Heyall,
I am experiencing some great frustration here, and decided it’s finally time to reach out. I’ll try and be as detailed as possible.
A couple years ago I purchased a Marlin lever action in 45-70. (new) I casted a pile of bullets from the Lee 405 gr mold, which I then tumble lubed with Lee Liquid Alox. I did not size the bullets.
I did some ladder testing with 4198, and settled on a load around 46gr, which was getting me about 1.5 inch groups at 50 yards off the seat of a snowmobile. Good enough for me.
I then loaded up a full box of 50 rounds of that load.
About 6 months ago I was out at the range and I found that the shots were walking on me, and realized that my scope was sliding through the rings. After mitigating the scope issue, I loaded up another box of 50 rounds.
I was out shooting over the last couple weeks, and I cannot get this thing to group. I am seeing flyers all over the place, the best groups I can get ignoring the flyers is about 2 or 3 inches at 50 yards of a bench rest.
I guess my questions are… what kind of accuracy should I expect from this rifle? What could be causing this erratic shooting? Is there a different load that I should be trying?
This gun is primarily my bear hunting rifle, so shots between 50 and 150 yards would my useful range, which currently I cannot trust to make.
The only other thought I had was to buy some bullets and eliminate the casting from the equation, but I find it hard to believe I would see groups like this because of tiny variations in bullet weight.
Thanks for any advice.
> Your load was shooting 1 1/2" @ 50 yards: Now your groups are much larger. Something changed.

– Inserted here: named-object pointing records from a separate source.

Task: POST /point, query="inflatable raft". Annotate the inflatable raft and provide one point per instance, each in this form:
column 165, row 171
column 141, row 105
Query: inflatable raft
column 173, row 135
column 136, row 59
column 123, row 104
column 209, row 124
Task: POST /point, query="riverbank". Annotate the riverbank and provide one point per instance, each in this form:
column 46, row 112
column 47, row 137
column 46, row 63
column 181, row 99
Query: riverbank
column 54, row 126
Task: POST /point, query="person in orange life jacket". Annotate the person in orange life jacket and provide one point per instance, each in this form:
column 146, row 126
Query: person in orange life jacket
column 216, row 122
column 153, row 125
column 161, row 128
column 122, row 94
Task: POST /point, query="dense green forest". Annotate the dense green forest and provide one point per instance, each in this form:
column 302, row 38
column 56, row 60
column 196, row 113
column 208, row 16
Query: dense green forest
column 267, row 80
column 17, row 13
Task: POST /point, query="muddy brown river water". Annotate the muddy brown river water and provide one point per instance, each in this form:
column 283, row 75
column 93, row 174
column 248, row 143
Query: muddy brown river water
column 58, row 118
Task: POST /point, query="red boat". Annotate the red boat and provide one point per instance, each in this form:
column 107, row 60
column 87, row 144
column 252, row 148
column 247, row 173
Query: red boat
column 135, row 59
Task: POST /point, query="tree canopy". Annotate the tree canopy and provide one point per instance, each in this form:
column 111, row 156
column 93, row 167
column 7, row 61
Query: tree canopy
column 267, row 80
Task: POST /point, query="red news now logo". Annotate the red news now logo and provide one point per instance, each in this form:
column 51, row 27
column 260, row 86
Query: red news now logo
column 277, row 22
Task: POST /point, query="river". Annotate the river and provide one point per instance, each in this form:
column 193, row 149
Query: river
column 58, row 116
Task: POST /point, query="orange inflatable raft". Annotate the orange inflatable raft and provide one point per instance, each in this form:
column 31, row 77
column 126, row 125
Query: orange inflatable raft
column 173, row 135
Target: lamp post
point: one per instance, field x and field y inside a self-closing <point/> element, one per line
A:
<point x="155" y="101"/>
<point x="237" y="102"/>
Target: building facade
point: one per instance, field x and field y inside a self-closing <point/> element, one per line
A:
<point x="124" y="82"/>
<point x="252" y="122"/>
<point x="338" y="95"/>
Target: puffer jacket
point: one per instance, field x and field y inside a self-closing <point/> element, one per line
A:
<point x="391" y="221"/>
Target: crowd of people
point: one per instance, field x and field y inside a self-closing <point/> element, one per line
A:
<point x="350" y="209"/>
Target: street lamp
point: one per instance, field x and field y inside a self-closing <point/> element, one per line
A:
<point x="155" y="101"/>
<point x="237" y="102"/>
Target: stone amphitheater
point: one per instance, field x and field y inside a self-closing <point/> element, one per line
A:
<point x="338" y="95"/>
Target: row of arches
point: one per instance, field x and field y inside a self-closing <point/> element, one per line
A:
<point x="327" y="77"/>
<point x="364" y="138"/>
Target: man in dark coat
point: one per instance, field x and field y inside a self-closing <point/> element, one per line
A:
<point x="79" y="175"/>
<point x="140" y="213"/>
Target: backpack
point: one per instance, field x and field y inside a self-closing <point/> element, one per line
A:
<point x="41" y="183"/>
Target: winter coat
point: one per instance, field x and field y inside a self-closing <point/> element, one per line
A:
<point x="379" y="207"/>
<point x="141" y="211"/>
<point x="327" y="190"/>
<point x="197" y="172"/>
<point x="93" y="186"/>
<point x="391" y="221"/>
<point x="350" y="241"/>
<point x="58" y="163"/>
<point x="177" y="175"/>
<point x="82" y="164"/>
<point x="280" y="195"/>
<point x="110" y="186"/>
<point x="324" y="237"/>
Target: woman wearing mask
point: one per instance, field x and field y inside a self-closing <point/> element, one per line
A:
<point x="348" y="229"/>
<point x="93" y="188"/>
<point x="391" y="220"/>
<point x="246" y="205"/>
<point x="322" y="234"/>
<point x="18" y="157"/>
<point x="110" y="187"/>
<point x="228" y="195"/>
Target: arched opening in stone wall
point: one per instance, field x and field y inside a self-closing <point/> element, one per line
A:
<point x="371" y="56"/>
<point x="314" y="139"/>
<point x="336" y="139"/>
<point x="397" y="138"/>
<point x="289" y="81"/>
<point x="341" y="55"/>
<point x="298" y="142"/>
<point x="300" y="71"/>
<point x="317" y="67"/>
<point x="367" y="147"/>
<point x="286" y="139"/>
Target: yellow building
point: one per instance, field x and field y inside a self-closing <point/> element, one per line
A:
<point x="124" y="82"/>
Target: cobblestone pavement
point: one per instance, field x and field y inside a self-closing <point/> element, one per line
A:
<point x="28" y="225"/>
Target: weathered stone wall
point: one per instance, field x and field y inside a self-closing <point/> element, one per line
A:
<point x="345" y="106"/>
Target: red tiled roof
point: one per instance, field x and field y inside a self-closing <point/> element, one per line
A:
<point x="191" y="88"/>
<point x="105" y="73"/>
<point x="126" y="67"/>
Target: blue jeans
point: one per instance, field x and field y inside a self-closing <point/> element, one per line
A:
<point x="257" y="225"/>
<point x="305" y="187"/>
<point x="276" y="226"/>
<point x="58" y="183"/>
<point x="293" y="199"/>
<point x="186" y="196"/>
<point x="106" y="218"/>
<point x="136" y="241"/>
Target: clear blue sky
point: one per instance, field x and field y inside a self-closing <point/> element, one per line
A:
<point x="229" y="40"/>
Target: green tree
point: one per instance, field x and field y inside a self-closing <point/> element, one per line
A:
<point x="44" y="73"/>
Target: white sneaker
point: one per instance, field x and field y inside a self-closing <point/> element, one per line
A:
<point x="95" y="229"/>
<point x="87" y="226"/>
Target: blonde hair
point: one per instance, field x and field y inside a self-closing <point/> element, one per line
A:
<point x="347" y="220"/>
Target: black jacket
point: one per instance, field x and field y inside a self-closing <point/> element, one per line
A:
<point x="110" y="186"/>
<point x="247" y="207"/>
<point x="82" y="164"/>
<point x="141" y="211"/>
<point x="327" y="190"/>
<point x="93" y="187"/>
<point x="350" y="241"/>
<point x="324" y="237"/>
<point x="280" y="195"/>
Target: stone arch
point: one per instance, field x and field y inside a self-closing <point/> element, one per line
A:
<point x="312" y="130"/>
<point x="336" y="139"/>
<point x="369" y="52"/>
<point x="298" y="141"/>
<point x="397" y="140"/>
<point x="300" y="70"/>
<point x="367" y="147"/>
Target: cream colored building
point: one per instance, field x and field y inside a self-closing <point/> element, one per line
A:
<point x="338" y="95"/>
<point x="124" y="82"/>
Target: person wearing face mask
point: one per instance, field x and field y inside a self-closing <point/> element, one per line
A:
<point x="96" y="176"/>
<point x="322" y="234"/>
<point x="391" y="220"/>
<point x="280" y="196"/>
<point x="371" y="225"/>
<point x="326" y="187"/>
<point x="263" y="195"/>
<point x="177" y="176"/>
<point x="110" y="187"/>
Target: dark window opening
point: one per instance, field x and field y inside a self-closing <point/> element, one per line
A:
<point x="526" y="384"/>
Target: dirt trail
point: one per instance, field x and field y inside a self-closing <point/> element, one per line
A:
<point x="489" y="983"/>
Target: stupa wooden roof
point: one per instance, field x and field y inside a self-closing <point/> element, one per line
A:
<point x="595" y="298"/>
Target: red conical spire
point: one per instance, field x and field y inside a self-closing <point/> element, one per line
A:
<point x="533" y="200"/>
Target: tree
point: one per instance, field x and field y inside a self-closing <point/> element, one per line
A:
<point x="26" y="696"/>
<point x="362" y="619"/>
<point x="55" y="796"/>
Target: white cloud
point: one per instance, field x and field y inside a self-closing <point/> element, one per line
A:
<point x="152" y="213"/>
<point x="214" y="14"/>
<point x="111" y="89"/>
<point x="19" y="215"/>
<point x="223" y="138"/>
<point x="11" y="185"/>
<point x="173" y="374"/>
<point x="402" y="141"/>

- Certainly a good cleaning, to rule that out. I had an -06 that required a phenomenal cleaning session. It does not take much lead to make things go south.
I've dabbled in casting, not for 45-70, but did a fair bit of testing in a 38-55. Bullet size is a factor, anything smaller than groove size is not ideal. As you approach groove size things improve. Ideal is in the at least groove or 0.001 over. In my 38-55 the largest bullet that was usable was app 0.001 under groove. This seemed close enough for sustainable accuracy. I used a gas checked bullet for the most part, but a plain base LEE worked as well. I have used LLA (LEE Liquid Alox) but for my 38-55 I sized and lubed with a 4500. I've used LLA in a 7x57, it worked OK, but eventually I bought the sizing dies and lubed them conventionally.
LEE molds tend to drop near to advertised size. your mold should be dropping a 0.457" bullet. This may be a bit on the small size. Bullet alloy also plays a part. Sometimes your alloy may age soften. This doesn't happen very often, but it can. You bullet, the 457-405-F is not a tumble lube design, hand lubing may make it work better. If your bore is significantly larger than 457, you may have to fool with bullet alloy.
There are improved versions of tumble lube, there seems to be a good following for 45 45 10. Depending on your groove dia. and bullet dia. (both should be measured) painting (powder coating or Hi-Tech) may work best.
Recently I've begun to buy coated bullets from Xmetal, and they work surprisingly well. They are coated with a formulated coating manufactured by Hi-Tech. You can get almost the same results using cheap Princess Auto (Harbor Freight) powder coating, from what I've seen and read online.
The advantage of coated bullets is that they are fairly forgiving, size and alloy become less of a factor.
I've made some assumptions, one is that Marlin groove dia. is usually large, as is the bore. IOW the rifling is shallow. It seems like their Ballard style rifling is just microgroove with fewer grooves. It doesn't take much fouling to make things go south. I suspect that the edge of the rifling is leaded, very hard to see without a bore camera. Also very hard to clean.
Without personal experience, I suspect that you may be on the edge, nearing the bullets limitation with your load. Shooting off the seat of a snowmobile suggests that you may have initially tested in winter. That load may be hotter in warm weather. You may want to back down or even changer powders. In the 38-55 I got 4198 to work, but also got good results with 5744 and 3031 as well. I used SR4759 as well, but it is not an easy powder to find, and not in current production IIRC. I'd try loading to trap door data first, see how things go and progress from there.
I checked the data in Lyman 50 and for a Lyman 405 gr bullet sized @ 458 their max load with IMR-4198 is 40.5 gr for a velocity of 1717 fps. Interestingly the accuracy load is with 32 gr of 5744 for a velocity of 1434 fps. Ruger #1/#3 data goes to 44.5 gr of IMR-4198, max for 1881 fps. Below is a picture from Lyman 50, 45-70 data for the 1895 Marlin.
Lyman data suggested that they used a 20-1 alloy, with a BHN of app 10. For the Trap Door they listed Lyman #2, with a BHN of app 15. Interesting! Higher pressure and velocity, with a softer alloy. If you are using COWW you'd be in the middle.
Shooting cast can be a journey down the rabbit hole, it can also be very satisfying when things work out.